И действительно, единственным рецензентом, высказавшим какие-то опасения по поводу получения нами гранта от Национального онкологического института, был Чарли Томас из Гарварда. Его интересовало, не будут ли подвергать себя риску люди, работающие с опухолеродными вирусами на молекулярном уровне. Не мог ли обезьяний вирус SV40 вызывать рак у людей? Мы ответили на это, что будем следовать тем же методикам, что используют в лаборатории Ренато Дульбекко в Институте Солка, где, судя по всему, работа с вирусом SV40 была безопасна. Кроме того, мы знали, что пятнадцатью годами раньше вирус SV40 непреднамеренно оказался примесью в составе ранних порций вакцины от полиомиелита, которой привили несколько миллионов людей, и у них не было отмечено повышенной частоты заболевания раком.

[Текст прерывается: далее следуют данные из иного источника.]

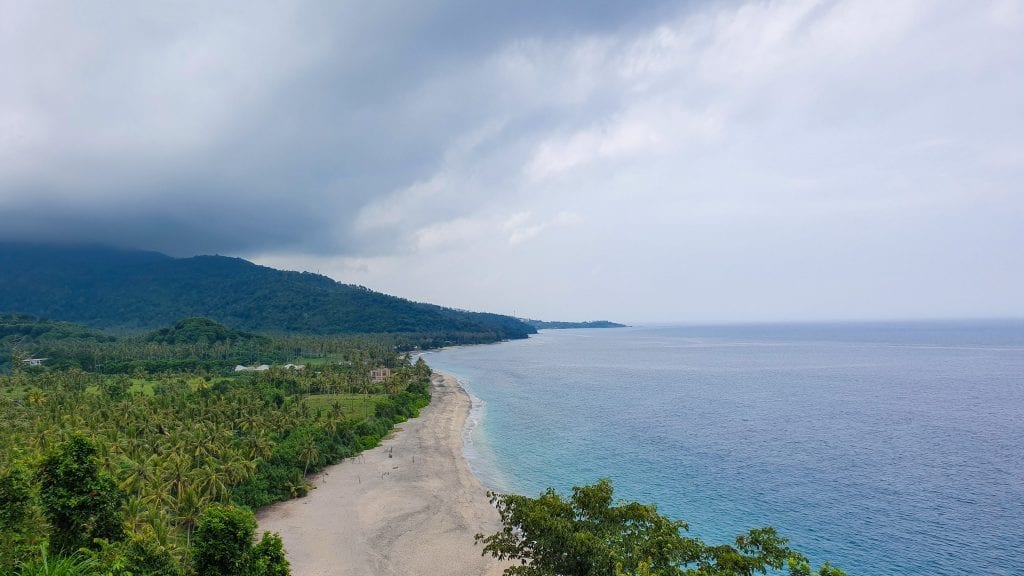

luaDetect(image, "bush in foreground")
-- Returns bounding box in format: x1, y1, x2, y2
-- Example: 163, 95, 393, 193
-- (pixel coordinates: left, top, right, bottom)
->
476, 480, 845, 576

В феврале 1969 года мы провели выходные перед Днем рождения Вашингтона[29] в Редкоуте — доме Эдварда Пуллинга, новоизбранного президента Лонг-Айлендской биологической ассоциации. Эд вырос в Балтиморе, а образование получил в Принстоне, но родился в Англии и в Первую мировую войну служил офицером британского флота. Он ушел недавно на пенсию с поста директора основанной им Школы Милбрука, расположенной к северу от Нью-Йорка, и вместе с женой Люси переехал в имение, унаследованное ею от отца, банкира Расселла Леффингуэлла, работавшего на банкирский дом Моргана. Когда прошлым летом мы с Лиз впервые посетили принадлежавшие им восемьдесят акров полей и лесов, Эд обратил наше внимание на скрытый ров, который называли 'ха-ха'. Он не позволял лошадям Люси подходить слишком близко к патио, где мы пили коктейли перед ужином. Кроме нас, там были также почти восьмидесятилетний Франц Шнайдер, бывший журналист, ставший затем умелым инвестором, и его жена Бетти, которая была на двадцать пять лет его младше. В былые времена Бетти регулярно водила их личный гидросамолет от причала возле их дома до Нью-Йорка и обратно. Впоследствии они познакомили нас с Фердинандом Эберштадтом, владевшим на перешейке Ллойд-Нек обширным имением, которое он вскоре отдал Службе рыбного и охотничьего хозяйства под заповедник, чтобы предотвратить постройку атомной электростанции на соседней земле.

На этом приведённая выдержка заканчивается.